Premier disque du tout nouvel ensemble Jupiter, fondé et dirigé par le luthiste Thomas Dunford, ce délectable florilège vivaldien montre à quel point les nouvelles générations d’interprètes de la musique baroque ont de la personnalité, de la ressource et de l’imagination.

Sans être exclusivement un récital dédié à la production vocale du compositeur – quelques pages concertantes pour basson, violoncelle ou luth, l’émaillent de manière substantielle –, ce programme, illuminé par le timbre prenant de Lea Desandre, se déploie au fil de sept airs devenus des « classiques » depuis la parution, il y a vingt ans, du Vivaldi Album de Cecilia Bartoli (Decca).

On retrouve avec grand plaisir la jeune mezzo franco-italienne, dont Sara Mingardo, son professeur, a su épanouir les si belles aptitudes. Dès l’entêtant « Gelido in ogni vena », tiré de Farnace, la couleur et la profondeur de l’instrument captivent par leur fusion naturelle, la voix se déployant avec une éloquence exquise, sans jamais surjouer l’affect. Du coup, la charge émotionnelle de chaque air se révèle remarquablement maîtrisée, même si un surcroît d’abandon n’aurait pas nui aux lignes obstinées de Cum dederit, extrait du célèbre psaume Nisi Dominus.

Le virtuose « Armatae face et anguibus », comme le mélancolique « Veni, veni me sequere fida », tous deux issus de Juditha triumphans, offrent à Lea Desandre la possibilité de montrer à quel point elle sait dompter les versants contrastés d’un même ouvrage : le premier atteste d’une vélocité toujours au service de l’émotion, le second met en lumière la beauté et la ductilité constitutives du timbre.

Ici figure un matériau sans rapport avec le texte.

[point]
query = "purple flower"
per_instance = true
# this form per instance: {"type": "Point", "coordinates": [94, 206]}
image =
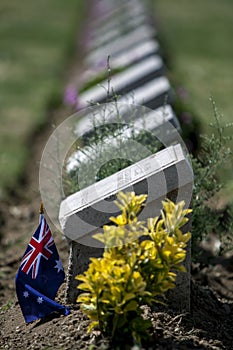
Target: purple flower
{"type": "Point", "coordinates": [186, 118]}
{"type": "Point", "coordinates": [70, 96]}
{"type": "Point", "coordinates": [182, 92]}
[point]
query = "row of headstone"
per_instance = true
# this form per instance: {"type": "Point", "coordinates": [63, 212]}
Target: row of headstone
{"type": "Point", "coordinates": [123, 31]}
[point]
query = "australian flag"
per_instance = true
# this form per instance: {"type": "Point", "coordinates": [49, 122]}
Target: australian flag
{"type": "Point", "coordinates": [40, 276]}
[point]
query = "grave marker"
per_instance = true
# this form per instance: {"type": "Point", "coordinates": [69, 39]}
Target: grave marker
{"type": "Point", "coordinates": [165, 174]}
{"type": "Point", "coordinates": [122, 43]}
{"type": "Point", "coordinates": [136, 75]}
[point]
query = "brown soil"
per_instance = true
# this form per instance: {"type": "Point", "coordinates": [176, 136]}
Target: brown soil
{"type": "Point", "coordinates": [208, 326]}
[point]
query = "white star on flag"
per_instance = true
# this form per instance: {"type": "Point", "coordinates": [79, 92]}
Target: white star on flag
{"type": "Point", "coordinates": [58, 265]}
{"type": "Point", "coordinates": [40, 300]}
{"type": "Point", "coordinates": [26, 294]}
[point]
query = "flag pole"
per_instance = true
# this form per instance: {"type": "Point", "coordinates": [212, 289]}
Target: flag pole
{"type": "Point", "coordinates": [41, 210]}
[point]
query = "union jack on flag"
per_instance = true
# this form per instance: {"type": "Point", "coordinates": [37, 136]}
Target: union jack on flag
{"type": "Point", "coordinates": [40, 275]}
{"type": "Point", "coordinates": [39, 249]}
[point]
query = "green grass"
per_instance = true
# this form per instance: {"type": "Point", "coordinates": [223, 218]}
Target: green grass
{"type": "Point", "coordinates": [198, 35]}
{"type": "Point", "coordinates": [37, 39]}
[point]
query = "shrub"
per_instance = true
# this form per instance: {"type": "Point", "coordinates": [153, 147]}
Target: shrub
{"type": "Point", "coordinates": [213, 153]}
{"type": "Point", "coordinates": [133, 272]}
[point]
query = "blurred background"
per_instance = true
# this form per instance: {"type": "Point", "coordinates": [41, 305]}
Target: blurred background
{"type": "Point", "coordinates": [39, 41]}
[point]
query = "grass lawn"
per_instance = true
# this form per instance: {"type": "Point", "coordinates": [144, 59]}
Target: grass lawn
{"type": "Point", "coordinates": [36, 41]}
{"type": "Point", "coordinates": [198, 36]}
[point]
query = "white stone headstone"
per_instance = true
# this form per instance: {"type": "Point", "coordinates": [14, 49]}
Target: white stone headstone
{"type": "Point", "coordinates": [122, 43]}
{"type": "Point", "coordinates": [123, 80]}
{"type": "Point", "coordinates": [167, 173]}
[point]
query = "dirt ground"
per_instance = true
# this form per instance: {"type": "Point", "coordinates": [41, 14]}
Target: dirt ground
{"type": "Point", "coordinates": [209, 325]}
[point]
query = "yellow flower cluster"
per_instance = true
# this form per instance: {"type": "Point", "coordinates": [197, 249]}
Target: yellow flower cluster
{"type": "Point", "coordinates": [133, 271]}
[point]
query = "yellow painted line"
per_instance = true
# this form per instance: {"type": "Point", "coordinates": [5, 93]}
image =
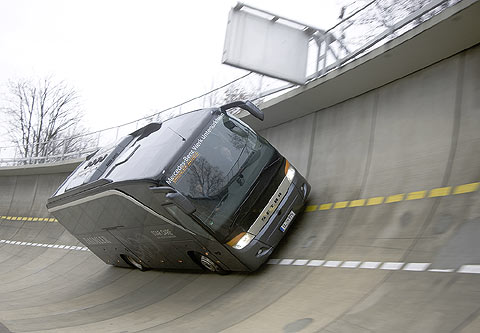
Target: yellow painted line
{"type": "Point", "coordinates": [375, 201]}
{"type": "Point", "coordinates": [325, 207]}
{"type": "Point", "coordinates": [440, 192]}
{"type": "Point", "coordinates": [395, 198]}
{"type": "Point", "coordinates": [357, 203]}
{"type": "Point", "coordinates": [466, 188]}
{"type": "Point", "coordinates": [341, 204]}
{"type": "Point", "coordinates": [416, 195]}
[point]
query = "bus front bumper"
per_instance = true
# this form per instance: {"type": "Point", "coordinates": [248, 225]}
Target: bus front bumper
{"type": "Point", "coordinates": [262, 246]}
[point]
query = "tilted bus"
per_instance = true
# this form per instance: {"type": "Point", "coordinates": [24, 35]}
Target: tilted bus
{"type": "Point", "coordinates": [199, 190]}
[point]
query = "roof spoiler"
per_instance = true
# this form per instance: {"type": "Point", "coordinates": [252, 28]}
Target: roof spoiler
{"type": "Point", "coordinates": [246, 105]}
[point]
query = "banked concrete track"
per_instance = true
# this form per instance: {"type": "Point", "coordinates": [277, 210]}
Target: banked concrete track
{"type": "Point", "coordinates": [389, 242]}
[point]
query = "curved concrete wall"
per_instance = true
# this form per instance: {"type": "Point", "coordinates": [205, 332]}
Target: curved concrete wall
{"type": "Point", "coordinates": [389, 242]}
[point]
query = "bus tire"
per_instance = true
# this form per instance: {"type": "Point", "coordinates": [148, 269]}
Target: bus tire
{"type": "Point", "coordinates": [134, 262]}
{"type": "Point", "coordinates": [210, 265]}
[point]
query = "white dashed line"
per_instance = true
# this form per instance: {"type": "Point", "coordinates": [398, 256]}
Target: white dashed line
{"type": "Point", "coordinates": [332, 263]}
{"type": "Point", "coordinates": [391, 266]}
{"type": "Point", "coordinates": [370, 264]}
{"type": "Point", "coordinates": [350, 264]}
{"type": "Point", "coordinates": [286, 261]}
{"type": "Point", "coordinates": [473, 269]}
{"type": "Point", "coordinates": [315, 263]}
{"type": "Point", "coordinates": [300, 262]}
{"type": "Point", "coordinates": [273, 261]}
{"type": "Point", "coordinates": [416, 266]}
{"type": "Point", "coordinates": [54, 246]}
{"type": "Point", "coordinates": [439, 270]}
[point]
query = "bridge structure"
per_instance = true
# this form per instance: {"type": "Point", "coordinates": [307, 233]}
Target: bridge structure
{"type": "Point", "coordinates": [388, 241]}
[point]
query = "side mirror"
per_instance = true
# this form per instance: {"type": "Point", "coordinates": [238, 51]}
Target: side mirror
{"type": "Point", "coordinates": [247, 106]}
{"type": "Point", "coordinates": [183, 203]}
{"type": "Point", "coordinates": [162, 189]}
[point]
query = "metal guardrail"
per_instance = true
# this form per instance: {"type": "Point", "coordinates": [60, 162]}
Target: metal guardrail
{"type": "Point", "coordinates": [365, 27]}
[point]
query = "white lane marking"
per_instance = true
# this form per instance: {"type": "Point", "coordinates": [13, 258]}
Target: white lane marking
{"type": "Point", "coordinates": [416, 266]}
{"type": "Point", "coordinates": [370, 264]}
{"type": "Point", "coordinates": [332, 263]}
{"type": "Point", "coordinates": [350, 264]}
{"type": "Point", "coordinates": [286, 261]}
{"type": "Point", "coordinates": [412, 266]}
{"type": "Point", "coordinates": [300, 262]}
{"type": "Point", "coordinates": [315, 263]}
{"type": "Point", "coordinates": [392, 266]}
{"type": "Point", "coordinates": [54, 246]}
{"type": "Point", "coordinates": [473, 269]}
{"type": "Point", "coordinates": [441, 270]}
{"type": "Point", "coordinates": [273, 261]}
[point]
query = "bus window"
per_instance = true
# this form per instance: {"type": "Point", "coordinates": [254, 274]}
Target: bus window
{"type": "Point", "coordinates": [218, 172]}
{"type": "Point", "coordinates": [186, 221]}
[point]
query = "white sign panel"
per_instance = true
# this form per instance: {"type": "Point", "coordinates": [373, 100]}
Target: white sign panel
{"type": "Point", "coordinates": [266, 47]}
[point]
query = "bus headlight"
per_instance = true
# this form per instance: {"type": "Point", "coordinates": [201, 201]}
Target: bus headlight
{"type": "Point", "coordinates": [289, 172]}
{"type": "Point", "coordinates": [241, 240]}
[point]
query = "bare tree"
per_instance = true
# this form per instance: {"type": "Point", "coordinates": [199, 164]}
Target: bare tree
{"type": "Point", "coordinates": [380, 15]}
{"type": "Point", "coordinates": [43, 117]}
{"type": "Point", "coordinates": [234, 92]}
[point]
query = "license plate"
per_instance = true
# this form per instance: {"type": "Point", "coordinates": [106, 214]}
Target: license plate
{"type": "Point", "coordinates": [289, 219]}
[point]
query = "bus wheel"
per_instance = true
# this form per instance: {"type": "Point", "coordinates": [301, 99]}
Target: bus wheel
{"type": "Point", "coordinates": [134, 262]}
{"type": "Point", "coordinates": [208, 264]}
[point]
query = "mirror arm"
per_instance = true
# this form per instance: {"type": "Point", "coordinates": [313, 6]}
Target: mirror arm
{"type": "Point", "coordinates": [245, 105]}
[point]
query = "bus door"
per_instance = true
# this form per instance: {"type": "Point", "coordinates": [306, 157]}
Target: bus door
{"type": "Point", "coordinates": [151, 238]}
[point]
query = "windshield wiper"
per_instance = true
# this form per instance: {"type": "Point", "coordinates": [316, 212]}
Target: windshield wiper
{"type": "Point", "coordinates": [237, 211]}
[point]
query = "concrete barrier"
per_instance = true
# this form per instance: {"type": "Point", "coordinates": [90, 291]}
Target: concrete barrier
{"type": "Point", "coordinates": [389, 241]}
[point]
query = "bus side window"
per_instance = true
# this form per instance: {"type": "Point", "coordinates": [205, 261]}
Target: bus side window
{"type": "Point", "coordinates": [186, 221]}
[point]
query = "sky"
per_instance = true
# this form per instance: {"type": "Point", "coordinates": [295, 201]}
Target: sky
{"type": "Point", "coordinates": [128, 59]}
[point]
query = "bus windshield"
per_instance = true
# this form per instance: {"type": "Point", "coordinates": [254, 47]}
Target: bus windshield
{"type": "Point", "coordinates": [217, 172]}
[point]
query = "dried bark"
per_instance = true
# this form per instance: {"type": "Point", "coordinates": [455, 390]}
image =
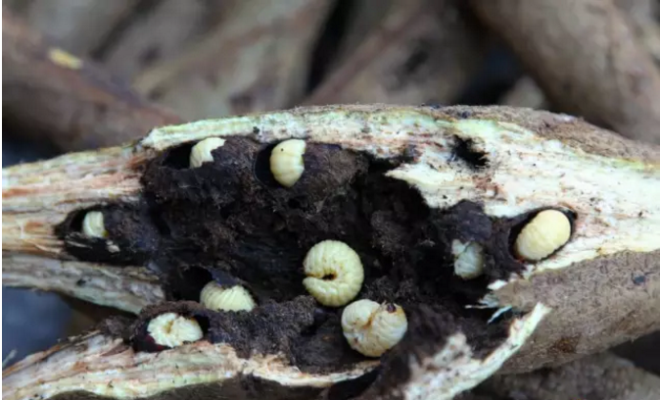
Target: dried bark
{"type": "Point", "coordinates": [602, 288]}
{"type": "Point", "coordinates": [643, 352]}
{"type": "Point", "coordinates": [80, 27]}
{"type": "Point", "coordinates": [585, 57]}
{"type": "Point", "coordinates": [421, 52]}
{"type": "Point", "coordinates": [247, 64]}
{"type": "Point", "coordinates": [603, 376]}
{"type": "Point", "coordinates": [58, 97]}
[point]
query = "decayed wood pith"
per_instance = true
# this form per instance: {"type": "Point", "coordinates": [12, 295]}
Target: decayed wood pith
{"type": "Point", "coordinates": [601, 288]}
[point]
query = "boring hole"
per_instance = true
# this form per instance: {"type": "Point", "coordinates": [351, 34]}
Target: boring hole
{"type": "Point", "coordinates": [464, 150]}
{"type": "Point", "coordinates": [179, 157]}
{"type": "Point", "coordinates": [188, 284]}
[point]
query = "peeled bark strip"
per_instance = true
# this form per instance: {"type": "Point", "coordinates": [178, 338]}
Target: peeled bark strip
{"type": "Point", "coordinates": [466, 173]}
{"type": "Point", "coordinates": [421, 52]}
{"type": "Point", "coordinates": [585, 57]}
{"type": "Point", "coordinates": [603, 376]}
{"type": "Point", "coordinates": [102, 364]}
{"type": "Point", "coordinates": [248, 64]}
{"type": "Point", "coordinates": [58, 97]}
{"type": "Point", "coordinates": [128, 289]}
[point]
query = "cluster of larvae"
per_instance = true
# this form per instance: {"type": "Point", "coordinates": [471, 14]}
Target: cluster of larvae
{"type": "Point", "coordinates": [543, 235]}
{"type": "Point", "coordinates": [333, 270]}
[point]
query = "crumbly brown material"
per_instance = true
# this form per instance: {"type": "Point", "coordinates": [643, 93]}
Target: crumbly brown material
{"type": "Point", "coordinates": [397, 184]}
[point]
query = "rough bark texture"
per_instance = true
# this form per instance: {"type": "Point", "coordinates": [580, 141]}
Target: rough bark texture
{"type": "Point", "coordinates": [58, 97]}
{"type": "Point", "coordinates": [602, 377]}
{"type": "Point", "coordinates": [601, 287]}
{"type": "Point", "coordinates": [247, 64]}
{"type": "Point", "coordinates": [619, 299]}
{"type": "Point", "coordinates": [421, 52]}
{"type": "Point", "coordinates": [643, 352]}
{"type": "Point", "coordinates": [585, 56]}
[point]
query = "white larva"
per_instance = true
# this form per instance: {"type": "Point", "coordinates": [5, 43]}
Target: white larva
{"type": "Point", "coordinates": [201, 152]}
{"type": "Point", "coordinates": [334, 273]}
{"type": "Point", "coordinates": [286, 161]}
{"type": "Point", "coordinates": [172, 330]}
{"type": "Point", "coordinates": [371, 328]}
{"type": "Point", "coordinates": [468, 259]}
{"type": "Point", "coordinates": [219, 298]}
{"type": "Point", "coordinates": [543, 235]}
{"type": "Point", "coordinates": [93, 225]}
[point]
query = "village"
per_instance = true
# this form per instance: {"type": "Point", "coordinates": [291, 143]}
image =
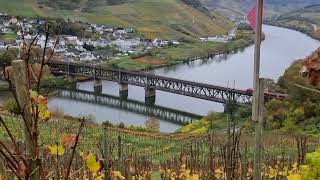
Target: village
{"type": "Point", "coordinates": [106, 42]}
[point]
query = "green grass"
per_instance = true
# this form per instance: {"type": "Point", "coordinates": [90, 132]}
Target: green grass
{"type": "Point", "coordinates": [19, 7]}
{"type": "Point", "coordinates": [51, 132]}
{"type": "Point", "coordinates": [125, 62]}
{"type": "Point", "coordinates": [9, 36]}
{"type": "Point", "coordinates": [173, 55]}
{"type": "Point", "coordinates": [169, 19]}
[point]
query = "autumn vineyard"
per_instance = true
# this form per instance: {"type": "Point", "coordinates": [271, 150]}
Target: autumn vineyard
{"type": "Point", "coordinates": [36, 143]}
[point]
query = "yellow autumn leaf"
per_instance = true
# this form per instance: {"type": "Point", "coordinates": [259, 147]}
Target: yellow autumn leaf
{"type": "Point", "coordinates": [118, 174]}
{"type": "Point", "coordinates": [294, 177]}
{"type": "Point", "coordinates": [54, 150]}
{"type": "Point", "coordinates": [295, 165]}
{"type": "Point", "coordinates": [45, 116]}
{"type": "Point", "coordinates": [92, 163]}
{"type": "Point", "coordinates": [99, 177]}
{"type": "Point", "coordinates": [33, 94]}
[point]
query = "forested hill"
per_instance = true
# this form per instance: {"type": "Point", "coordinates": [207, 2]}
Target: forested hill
{"type": "Point", "coordinates": [169, 19]}
{"type": "Point", "coordinates": [241, 7]}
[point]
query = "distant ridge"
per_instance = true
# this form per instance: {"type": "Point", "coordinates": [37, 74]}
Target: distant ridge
{"type": "Point", "coordinates": [168, 19]}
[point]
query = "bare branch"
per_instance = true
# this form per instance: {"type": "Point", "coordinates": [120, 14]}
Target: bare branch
{"type": "Point", "coordinates": [74, 148]}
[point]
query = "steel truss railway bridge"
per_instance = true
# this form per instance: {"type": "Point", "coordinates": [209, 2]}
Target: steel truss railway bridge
{"type": "Point", "coordinates": [164, 113]}
{"type": "Point", "coordinates": [151, 83]}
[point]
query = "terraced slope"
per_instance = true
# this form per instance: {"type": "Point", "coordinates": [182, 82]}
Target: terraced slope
{"type": "Point", "coordinates": [272, 7]}
{"type": "Point", "coordinates": [172, 19]}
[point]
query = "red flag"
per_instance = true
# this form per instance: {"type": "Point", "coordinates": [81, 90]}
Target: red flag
{"type": "Point", "coordinates": [252, 18]}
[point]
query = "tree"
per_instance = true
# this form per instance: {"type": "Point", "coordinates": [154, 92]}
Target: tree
{"type": "Point", "coordinates": [7, 57]}
{"type": "Point", "coordinates": [153, 124]}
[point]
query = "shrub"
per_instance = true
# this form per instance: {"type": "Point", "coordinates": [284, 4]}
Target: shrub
{"type": "Point", "coordinates": [107, 124]}
{"type": "Point", "coordinates": [11, 106]}
{"type": "Point", "coordinates": [121, 125]}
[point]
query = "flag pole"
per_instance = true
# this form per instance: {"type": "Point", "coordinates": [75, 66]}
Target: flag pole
{"type": "Point", "coordinates": [257, 104]}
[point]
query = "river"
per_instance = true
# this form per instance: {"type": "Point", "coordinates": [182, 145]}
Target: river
{"type": "Point", "coordinates": [280, 48]}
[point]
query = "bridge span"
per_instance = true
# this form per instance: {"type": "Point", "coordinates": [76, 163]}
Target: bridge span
{"type": "Point", "coordinates": [164, 113]}
{"type": "Point", "coordinates": [151, 83]}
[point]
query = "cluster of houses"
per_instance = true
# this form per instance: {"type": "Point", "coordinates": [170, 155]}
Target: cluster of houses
{"type": "Point", "coordinates": [110, 42]}
{"type": "Point", "coordinates": [221, 38]}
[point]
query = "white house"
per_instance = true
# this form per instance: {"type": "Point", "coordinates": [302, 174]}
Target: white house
{"type": "Point", "coordinates": [80, 48]}
{"type": "Point", "coordinates": [71, 39]}
{"type": "Point", "coordinates": [87, 57]}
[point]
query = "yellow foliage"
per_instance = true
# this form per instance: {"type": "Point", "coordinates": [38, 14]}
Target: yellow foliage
{"type": "Point", "coordinates": [56, 150]}
{"type": "Point", "coordinates": [294, 177]}
{"type": "Point", "coordinates": [92, 164]}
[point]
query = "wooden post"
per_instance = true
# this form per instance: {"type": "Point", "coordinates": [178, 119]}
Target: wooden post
{"type": "Point", "coordinates": [257, 104]}
{"type": "Point", "coordinates": [258, 133]}
{"type": "Point", "coordinates": [23, 97]}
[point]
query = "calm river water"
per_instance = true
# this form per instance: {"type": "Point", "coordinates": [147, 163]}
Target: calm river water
{"type": "Point", "coordinates": [280, 48]}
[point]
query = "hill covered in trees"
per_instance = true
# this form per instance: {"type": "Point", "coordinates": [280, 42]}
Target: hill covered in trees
{"type": "Point", "coordinates": [306, 20]}
{"type": "Point", "coordinates": [172, 19]}
{"type": "Point", "coordinates": [241, 7]}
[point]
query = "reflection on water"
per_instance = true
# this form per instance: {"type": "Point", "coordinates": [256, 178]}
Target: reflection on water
{"type": "Point", "coordinates": [280, 48]}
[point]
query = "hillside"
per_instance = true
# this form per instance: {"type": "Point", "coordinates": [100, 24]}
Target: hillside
{"type": "Point", "coordinates": [306, 20]}
{"type": "Point", "coordinates": [172, 19]}
{"type": "Point", "coordinates": [241, 7]}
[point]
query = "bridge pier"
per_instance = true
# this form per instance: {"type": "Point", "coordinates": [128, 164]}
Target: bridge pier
{"type": "Point", "coordinates": [97, 86]}
{"type": "Point", "coordinates": [150, 95]}
{"type": "Point", "coordinates": [123, 90]}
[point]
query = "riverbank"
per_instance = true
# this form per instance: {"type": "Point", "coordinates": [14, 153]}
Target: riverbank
{"type": "Point", "coordinates": [185, 52]}
{"type": "Point", "coordinates": [303, 27]}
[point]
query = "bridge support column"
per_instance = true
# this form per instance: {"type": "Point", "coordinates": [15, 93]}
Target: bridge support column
{"type": "Point", "coordinates": [97, 86]}
{"type": "Point", "coordinates": [123, 90]}
{"type": "Point", "coordinates": [71, 79]}
{"type": "Point", "coordinates": [150, 95]}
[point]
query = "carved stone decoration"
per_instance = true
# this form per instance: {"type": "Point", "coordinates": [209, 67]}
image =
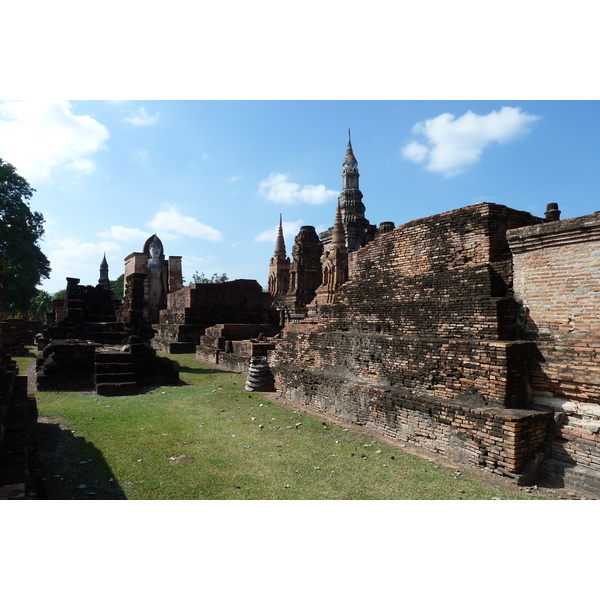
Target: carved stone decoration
{"type": "Point", "coordinates": [260, 378]}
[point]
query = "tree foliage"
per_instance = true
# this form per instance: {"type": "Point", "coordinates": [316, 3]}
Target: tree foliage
{"type": "Point", "coordinates": [215, 278]}
{"type": "Point", "coordinates": [40, 304]}
{"type": "Point", "coordinates": [21, 229]}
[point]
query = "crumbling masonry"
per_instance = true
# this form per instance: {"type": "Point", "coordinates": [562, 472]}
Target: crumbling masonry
{"type": "Point", "coordinates": [474, 334]}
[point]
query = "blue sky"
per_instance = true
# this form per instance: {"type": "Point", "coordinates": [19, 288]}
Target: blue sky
{"type": "Point", "coordinates": [211, 177]}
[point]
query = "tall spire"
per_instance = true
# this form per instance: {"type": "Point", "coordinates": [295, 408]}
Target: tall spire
{"type": "Point", "coordinates": [350, 164]}
{"type": "Point", "coordinates": [280, 243]}
{"type": "Point", "coordinates": [104, 281]}
{"type": "Point", "coordinates": [338, 237]}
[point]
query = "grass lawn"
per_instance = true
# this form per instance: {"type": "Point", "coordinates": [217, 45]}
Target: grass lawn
{"type": "Point", "coordinates": [211, 439]}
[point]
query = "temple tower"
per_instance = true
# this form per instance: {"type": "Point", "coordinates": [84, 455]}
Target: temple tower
{"type": "Point", "coordinates": [305, 272]}
{"type": "Point", "coordinates": [334, 263]}
{"type": "Point", "coordinates": [357, 229]}
{"type": "Point", "coordinates": [104, 281]}
{"type": "Point", "coordinates": [279, 267]}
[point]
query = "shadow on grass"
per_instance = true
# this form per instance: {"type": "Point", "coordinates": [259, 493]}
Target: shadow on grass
{"type": "Point", "coordinates": [73, 469]}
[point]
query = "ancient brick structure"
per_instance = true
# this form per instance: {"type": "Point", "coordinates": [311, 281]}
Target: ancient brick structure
{"type": "Point", "coordinates": [357, 229]}
{"type": "Point", "coordinates": [334, 264]}
{"type": "Point", "coordinates": [163, 276]}
{"type": "Point", "coordinates": [90, 349]}
{"type": "Point", "coordinates": [322, 264]}
{"type": "Point", "coordinates": [279, 268]}
{"type": "Point", "coordinates": [557, 281]}
{"type": "Point", "coordinates": [305, 272]}
{"type": "Point", "coordinates": [19, 471]}
{"type": "Point", "coordinates": [200, 305]}
{"type": "Point", "coordinates": [233, 344]}
{"type": "Point", "coordinates": [424, 343]}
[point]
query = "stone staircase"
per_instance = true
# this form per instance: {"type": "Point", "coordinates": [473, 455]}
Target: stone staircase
{"type": "Point", "coordinates": [115, 374]}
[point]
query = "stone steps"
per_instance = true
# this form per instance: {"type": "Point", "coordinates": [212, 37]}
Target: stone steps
{"type": "Point", "coordinates": [115, 374]}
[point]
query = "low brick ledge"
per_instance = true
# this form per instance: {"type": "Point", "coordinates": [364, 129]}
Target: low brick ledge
{"type": "Point", "coordinates": [507, 442]}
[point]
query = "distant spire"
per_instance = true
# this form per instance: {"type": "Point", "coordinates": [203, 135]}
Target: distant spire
{"type": "Point", "coordinates": [280, 243]}
{"type": "Point", "coordinates": [350, 162]}
{"type": "Point", "coordinates": [104, 280]}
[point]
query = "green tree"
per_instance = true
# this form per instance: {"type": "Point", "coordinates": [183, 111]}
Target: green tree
{"type": "Point", "coordinates": [202, 278]}
{"type": "Point", "coordinates": [40, 304]}
{"type": "Point", "coordinates": [25, 265]}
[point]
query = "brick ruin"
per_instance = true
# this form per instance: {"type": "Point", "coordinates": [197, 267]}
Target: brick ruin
{"type": "Point", "coordinates": [195, 308]}
{"type": "Point", "coordinates": [19, 471]}
{"type": "Point", "coordinates": [473, 334]}
{"type": "Point", "coordinates": [98, 344]}
{"type": "Point", "coordinates": [557, 282]}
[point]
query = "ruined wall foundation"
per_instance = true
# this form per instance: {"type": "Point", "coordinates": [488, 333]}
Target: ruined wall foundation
{"type": "Point", "coordinates": [424, 344]}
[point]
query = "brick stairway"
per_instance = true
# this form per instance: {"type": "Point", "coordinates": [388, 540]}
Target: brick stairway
{"type": "Point", "coordinates": [115, 374]}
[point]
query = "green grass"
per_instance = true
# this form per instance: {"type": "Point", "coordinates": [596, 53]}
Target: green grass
{"type": "Point", "coordinates": [211, 439]}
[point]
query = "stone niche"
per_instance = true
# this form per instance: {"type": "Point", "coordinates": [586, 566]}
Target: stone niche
{"type": "Point", "coordinates": [423, 343]}
{"type": "Point", "coordinates": [163, 276]}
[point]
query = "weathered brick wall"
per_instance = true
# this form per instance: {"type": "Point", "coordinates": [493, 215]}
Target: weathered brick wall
{"type": "Point", "coordinates": [19, 476]}
{"type": "Point", "coordinates": [422, 344]}
{"type": "Point", "coordinates": [557, 279]}
{"type": "Point", "coordinates": [15, 334]}
{"type": "Point", "coordinates": [232, 344]}
{"type": "Point", "coordinates": [198, 306]}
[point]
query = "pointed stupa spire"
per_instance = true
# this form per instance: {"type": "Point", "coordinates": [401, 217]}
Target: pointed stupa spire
{"type": "Point", "coordinates": [104, 280]}
{"type": "Point", "coordinates": [280, 243]}
{"type": "Point", "coordinates": [350, 162]}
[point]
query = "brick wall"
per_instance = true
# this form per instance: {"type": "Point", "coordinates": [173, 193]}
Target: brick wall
{"type": "Point", "coordinates": [423, 343]}
{"type": "Point", "coordinates": [200, 305]}
{"type": "Point", "coordinates": [557, 279]}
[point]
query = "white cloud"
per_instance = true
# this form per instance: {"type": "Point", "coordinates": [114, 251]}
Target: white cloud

Par sa générosité touchante, la voix transcende sans peine les soupirs amoureux de « Vedro con mio diletto » (Giustino), dont certains contre-ténors au chant dit « angélique » ont jusqu’ici fait leur miel. Avec Lea Desandre, point d’effet séraphique, mais un émoi éminemment sensuel et pudique : par son lyrisme suave et retenu, l’air s’en trouve magnifié.

Les deux dernières plages du disque explorent à nouveau l’antagonisme possible des effusions vocales chez Vivaldi. Le sinueux « Mentre dormi, Amor fomenti » (L’Olimpiade) agrège à lui seul quelques-unes des qualités les plus vives de la jeune mezzo : un sens de la respiration inné, un vibrato délicieux, une émotion à fleur de peau, une diction sûre et charnelle.

L’impétueux « Agitata da due venti » (Griselda) consacre enfin son enivrante vélocité : toujours nourries mais très percutantes, ses vocalises n’assèchent jamais le discours musical ; au contraire, elles l’exaltent en lui donnant une densité inédite.

Que dire des musiciens membres de l’ensemble Jupiter ? Ils illuminent tout simplement, de leur enthousiasme instruit, ces œuvres maintes fois entendues. Le basson volubile de Peter Whelan, le violoncelle incisif de Bruno Philippe, le luth arachnéen de Thomas Dunford, témoignent d’une ferveur contagieuse, dont le « ghost track » (« We are the ocean, each one a drop », piste 17) est aussi, dans son genre, un condensé d’intelligence, de passion et de liberté.